Levou a cabeça até as mãos, sentindo os fios ásperos e curtos demais, de cheiro amadeirado. Respirou fundo, e até mesmo o ar circulando por seus pulmões era como um desconhecido percorrendo-a. No entanto, ela tinha que se controlar. Era uma ninja, pelo amor de Deus! Estava acostumada a lidar com situações estranhas e confusas – já tinha visto muito para agir como um gatinho assustado.

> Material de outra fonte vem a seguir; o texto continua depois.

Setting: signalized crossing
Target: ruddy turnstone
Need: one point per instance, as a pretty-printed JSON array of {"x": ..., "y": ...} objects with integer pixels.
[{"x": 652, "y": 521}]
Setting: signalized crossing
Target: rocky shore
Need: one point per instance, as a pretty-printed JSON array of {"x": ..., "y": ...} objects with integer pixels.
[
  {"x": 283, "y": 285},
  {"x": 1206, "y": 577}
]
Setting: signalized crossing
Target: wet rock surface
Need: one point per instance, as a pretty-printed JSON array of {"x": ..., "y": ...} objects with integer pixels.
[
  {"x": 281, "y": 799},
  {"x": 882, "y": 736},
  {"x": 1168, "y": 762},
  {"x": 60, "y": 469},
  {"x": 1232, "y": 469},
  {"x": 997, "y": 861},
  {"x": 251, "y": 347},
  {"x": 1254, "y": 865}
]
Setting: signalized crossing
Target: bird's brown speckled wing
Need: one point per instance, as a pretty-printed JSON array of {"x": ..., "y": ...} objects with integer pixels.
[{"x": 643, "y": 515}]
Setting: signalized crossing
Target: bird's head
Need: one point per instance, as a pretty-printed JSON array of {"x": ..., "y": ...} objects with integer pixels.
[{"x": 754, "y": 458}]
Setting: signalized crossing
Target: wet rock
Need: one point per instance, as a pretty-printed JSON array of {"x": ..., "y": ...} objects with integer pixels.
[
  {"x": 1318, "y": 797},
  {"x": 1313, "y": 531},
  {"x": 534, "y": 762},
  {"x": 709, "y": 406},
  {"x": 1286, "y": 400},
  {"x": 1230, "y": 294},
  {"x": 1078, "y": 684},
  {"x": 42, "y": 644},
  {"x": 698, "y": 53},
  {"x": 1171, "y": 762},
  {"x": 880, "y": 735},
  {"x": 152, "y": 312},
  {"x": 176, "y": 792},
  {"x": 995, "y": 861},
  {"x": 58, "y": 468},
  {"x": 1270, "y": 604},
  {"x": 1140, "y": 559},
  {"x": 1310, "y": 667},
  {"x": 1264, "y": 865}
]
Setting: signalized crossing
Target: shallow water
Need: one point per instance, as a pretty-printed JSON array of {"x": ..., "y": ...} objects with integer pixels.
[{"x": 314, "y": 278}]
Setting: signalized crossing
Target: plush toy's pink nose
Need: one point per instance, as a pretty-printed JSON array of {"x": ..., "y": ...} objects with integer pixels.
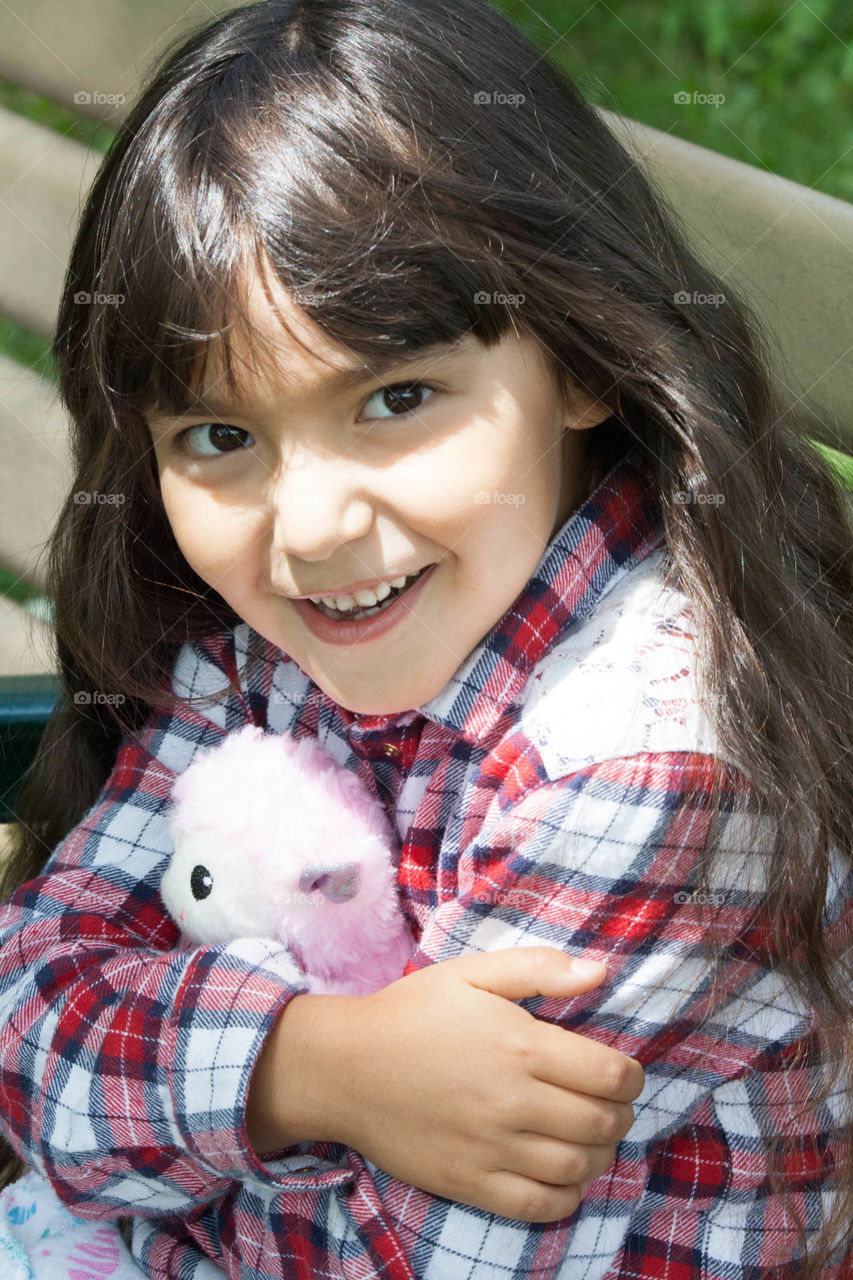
[{"x": 338, "y": 882}]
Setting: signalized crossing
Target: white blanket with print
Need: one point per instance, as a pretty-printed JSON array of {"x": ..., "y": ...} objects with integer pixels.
[{"x": 40, "y": 1239}]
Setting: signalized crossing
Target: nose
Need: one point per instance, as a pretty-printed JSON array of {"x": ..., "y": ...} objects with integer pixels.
[
  {"x": 319, "y": 503},
  {"x": 338, "y": 882}
]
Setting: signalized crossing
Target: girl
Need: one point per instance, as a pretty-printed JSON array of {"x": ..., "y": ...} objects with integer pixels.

“Tudo bem”, suspirou, abrindo os olhos devagar, e a pouca claridade ajudou para que sua visão se ajustasse melhor. Voltou a encarar seu próprio rosto, que esperava, ansioso. “Vamos com calma, está bem? Pelo começo”, falava mais sozinha, organizando os pensamentos de modo que não parecessem completa loucura, “Eu sou você. Você sou eu”. Tudo bem. Não tinha maneira daquilo não soar como completa loucura.

“E não é um jutsu”, completou sua voz, e ela suspirou. “Sim, não é um jutsu”, repetiu, pacientemente, “Já teríamos conseguido quebrar a essa altura”. Parou, em silêncio. Viu seu corpo sentar-se à sua frente, cruzando as pernas de maneira familiar – sim, Naruto costumava fazer aquilo o tempo todo –. “Tudo bem, isto é loucura!”, jogou os braços para cima, frustrada. “Estamos com os corpos trocados de verdade!”. Era irritante ver as reações em seu rosto, quando ela sabia que nunca reagiria daquele jeito. Tinha que controlar o desespero que fomentava em seu interior, grande parte por não saber o que estava acontecendo. Tinham que encontrar uma saída para aquilo, mas não conseguia se concentrar.

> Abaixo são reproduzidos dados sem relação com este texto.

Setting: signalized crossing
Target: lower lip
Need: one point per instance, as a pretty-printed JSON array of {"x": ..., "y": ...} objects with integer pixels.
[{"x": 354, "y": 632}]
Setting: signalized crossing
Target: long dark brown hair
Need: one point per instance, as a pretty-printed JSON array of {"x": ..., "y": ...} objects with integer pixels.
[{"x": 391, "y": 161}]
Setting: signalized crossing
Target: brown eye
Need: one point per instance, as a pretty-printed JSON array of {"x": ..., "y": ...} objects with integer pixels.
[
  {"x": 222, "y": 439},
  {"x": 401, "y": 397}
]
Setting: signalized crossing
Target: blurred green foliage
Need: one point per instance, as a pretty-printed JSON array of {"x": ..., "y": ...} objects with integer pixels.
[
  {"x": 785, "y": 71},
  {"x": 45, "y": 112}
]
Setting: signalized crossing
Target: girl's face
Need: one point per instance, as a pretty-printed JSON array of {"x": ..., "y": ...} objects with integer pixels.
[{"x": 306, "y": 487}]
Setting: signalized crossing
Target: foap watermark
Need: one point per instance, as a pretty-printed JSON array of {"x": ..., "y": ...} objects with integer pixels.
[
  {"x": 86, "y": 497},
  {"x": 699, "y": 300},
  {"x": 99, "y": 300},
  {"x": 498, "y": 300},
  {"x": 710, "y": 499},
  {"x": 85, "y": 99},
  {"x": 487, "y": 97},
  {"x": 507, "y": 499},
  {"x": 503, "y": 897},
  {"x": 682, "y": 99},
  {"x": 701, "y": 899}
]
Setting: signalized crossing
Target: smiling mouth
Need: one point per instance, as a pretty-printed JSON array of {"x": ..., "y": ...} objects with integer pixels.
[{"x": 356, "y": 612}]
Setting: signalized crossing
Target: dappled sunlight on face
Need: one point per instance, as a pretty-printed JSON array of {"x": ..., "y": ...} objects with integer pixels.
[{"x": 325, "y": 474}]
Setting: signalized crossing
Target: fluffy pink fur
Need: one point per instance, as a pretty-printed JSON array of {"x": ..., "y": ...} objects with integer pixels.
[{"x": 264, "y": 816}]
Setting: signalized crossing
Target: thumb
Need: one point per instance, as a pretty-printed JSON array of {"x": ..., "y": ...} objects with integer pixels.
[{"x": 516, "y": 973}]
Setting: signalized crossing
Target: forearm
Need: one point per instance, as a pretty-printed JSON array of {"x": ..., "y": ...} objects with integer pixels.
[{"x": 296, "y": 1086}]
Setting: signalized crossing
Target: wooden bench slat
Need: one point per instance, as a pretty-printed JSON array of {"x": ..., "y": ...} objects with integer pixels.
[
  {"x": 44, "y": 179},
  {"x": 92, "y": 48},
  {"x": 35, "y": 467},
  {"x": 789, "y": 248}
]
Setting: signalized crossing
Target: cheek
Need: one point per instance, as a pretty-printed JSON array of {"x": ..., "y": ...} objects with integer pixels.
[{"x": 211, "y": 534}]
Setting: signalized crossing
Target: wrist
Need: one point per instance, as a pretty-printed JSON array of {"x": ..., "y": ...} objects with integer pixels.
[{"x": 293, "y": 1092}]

Naruto observava, em silêncio – em partes porque não conseguia pensar em nada, mas também porque estava com medo da expressão zangada que caía sobre ele –. Não estava verdadeiramente aflito. Já tinha vivenciado experiências suficientes para se espantar com aquela situação. Era tudo absurdamente estranho, mas precisava ficar calmo, até porque era particularmente engraçado ver uma versão histérica de si mesmo – ele jamais diria isso em voz alta –. Era inexplicável, contudo. Ele sentia que era ele mesmo, mas seus reflexos estavam diferentes, cada célula daquele corpo sentia de forma diferente. Tudo estava brilhante e nítido com aqueles olhos.

“O que vamos fazer agora? Como desfazemos?”, Hinata o despertou, ressoando sua voz em um tom que ele nunca usava – era colérico, quase hilário, de maneira bastante trágica –. “Bom, nós podemos falar com a vovó Tsunade, ela vai nos ajudar”, Naruto propôs, erguendo-se no chão e sacudindo as roupas, tentando lidar com o cabelo que entrava em sua boca, voando para todos os lados.

“Não!”, Hinata gritou, levantando-se em um salto e desequilibrando com o peso desigual dos ombros. Naruto, assustado, esticou-se para frente, tentando segurá-la, mas, com o corpo menor do que estava acostumado, pisou em falso, e, por muito pouco, não derrubou os dois novamente. Endireitou-se, usando seu corpo como aparato – aquilo ainda era estranho –.

“O que foi?”, assustou-se com o grito, e não entendeu porque ela parecia mais aterrorizada com a ideia do que com o que estava acontecendo com eles. “Não podemos avisar a ninguém!”, insistiu, e Naruto fez uma careta ao ouvir a própria voz subindo algumas oitavas. Sua audição também parecia mais sensível, porque sentiu uma pontada de dor de cabeça.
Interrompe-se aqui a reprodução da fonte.